Common sense is important. You should take the proper precautions that each sport requires, for example you must wear a helmet if you go cycling and you should not run around the sides of a swimming pool, but everyone should be doing this anyway. Because you will bruise more easily than most people, it is a good idea if you wear knee and elbow pads during certain sports.
At school, you need to make sure your teachers are aware of your condition, and it is best if your parents do this with you.

It is best not to take any holidays abroad in the first three months of ITP as it may be difficult to get insurance. After this time most cases of ITP will have resolved. If the ITP does persist you will need to discuss further with your doctor and you may need specialist medical insurance.
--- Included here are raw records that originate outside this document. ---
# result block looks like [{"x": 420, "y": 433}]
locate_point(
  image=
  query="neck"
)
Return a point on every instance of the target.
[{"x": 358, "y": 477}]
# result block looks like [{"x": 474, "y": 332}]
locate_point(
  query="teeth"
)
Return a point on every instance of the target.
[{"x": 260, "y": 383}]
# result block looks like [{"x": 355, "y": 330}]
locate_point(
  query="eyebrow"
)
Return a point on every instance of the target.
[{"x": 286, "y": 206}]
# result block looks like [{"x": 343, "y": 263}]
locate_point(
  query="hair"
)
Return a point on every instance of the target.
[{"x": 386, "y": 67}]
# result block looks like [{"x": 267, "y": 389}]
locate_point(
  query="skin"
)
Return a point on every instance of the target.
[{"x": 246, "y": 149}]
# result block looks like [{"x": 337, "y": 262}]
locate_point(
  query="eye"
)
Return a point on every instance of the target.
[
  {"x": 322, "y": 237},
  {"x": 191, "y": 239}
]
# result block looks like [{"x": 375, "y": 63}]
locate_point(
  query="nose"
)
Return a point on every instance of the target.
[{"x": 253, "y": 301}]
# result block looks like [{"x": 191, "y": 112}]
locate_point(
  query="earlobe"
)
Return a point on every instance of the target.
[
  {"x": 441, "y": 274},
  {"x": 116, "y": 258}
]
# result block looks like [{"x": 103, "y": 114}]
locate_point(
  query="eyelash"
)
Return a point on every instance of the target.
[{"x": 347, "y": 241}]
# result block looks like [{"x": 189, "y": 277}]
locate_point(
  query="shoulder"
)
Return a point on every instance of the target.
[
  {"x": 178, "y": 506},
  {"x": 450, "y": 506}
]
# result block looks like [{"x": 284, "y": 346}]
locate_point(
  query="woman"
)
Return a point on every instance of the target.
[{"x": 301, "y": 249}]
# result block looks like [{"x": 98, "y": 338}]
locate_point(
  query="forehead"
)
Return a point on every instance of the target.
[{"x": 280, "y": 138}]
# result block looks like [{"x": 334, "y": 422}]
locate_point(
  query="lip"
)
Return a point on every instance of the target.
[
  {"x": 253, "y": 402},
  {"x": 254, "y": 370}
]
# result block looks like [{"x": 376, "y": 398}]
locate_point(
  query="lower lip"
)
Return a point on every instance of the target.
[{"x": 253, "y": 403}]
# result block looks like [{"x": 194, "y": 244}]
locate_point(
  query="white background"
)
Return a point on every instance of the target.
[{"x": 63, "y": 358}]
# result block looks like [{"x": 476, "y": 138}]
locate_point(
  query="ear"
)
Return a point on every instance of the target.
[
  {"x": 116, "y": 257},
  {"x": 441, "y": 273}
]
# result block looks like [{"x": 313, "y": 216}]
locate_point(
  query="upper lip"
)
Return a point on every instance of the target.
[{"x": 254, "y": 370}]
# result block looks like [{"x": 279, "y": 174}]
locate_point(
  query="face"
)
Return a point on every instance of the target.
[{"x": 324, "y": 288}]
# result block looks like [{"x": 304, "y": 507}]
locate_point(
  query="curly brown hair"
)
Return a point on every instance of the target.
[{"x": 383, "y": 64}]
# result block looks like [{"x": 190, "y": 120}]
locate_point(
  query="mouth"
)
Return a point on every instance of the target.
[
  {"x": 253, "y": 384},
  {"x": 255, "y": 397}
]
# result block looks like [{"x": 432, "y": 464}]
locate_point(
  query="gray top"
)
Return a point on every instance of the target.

A list of recommended insurance companies is given in the ITP Support Association’s Holiday Guide (available free of charge to members)

What else can I do?
You should also avoid drugs like aspirin, ibuprofen or herbal medication which can increase the risk of bruising and bleeding. Finally, you should make sure that doctors and dentists and any other medical practitioner you see know that you have a low platelet count.

When to seek help?
When you’re sent home you will be given a clinic appointment for review at the hospital and an emergency number (usually the phone number to the hospital ward). You should tell your mum, dad or guardian if the following ever happen so they can contact the hospital:

  • A nosebleed which will not stop after 30 minutes despite pinching the nose
  • Prolonged gum bleeding
  • Blood in the poo or urine
  • Following a heavy blow to the head, particularly if you are stunned or sickly
  • Persistent or severe headache
  • Vomiting or drowsiness
  • If you haven’t had chicken pox and someone you meet or at school has the virus

Is there a UK registry?
To maintain accurate numbers of cases of childhood ITP and investigate possible markers for risk of severe bleeding a UK registry has been established (www.uk-itp.org) Families may be routinely asked to consent for anonymous data to be stored on the registry.

Further reading
The ITP Association has a booklet ITP ‘n’ Stuff specifically written for teenagers at school with ITP, available free of charge to members.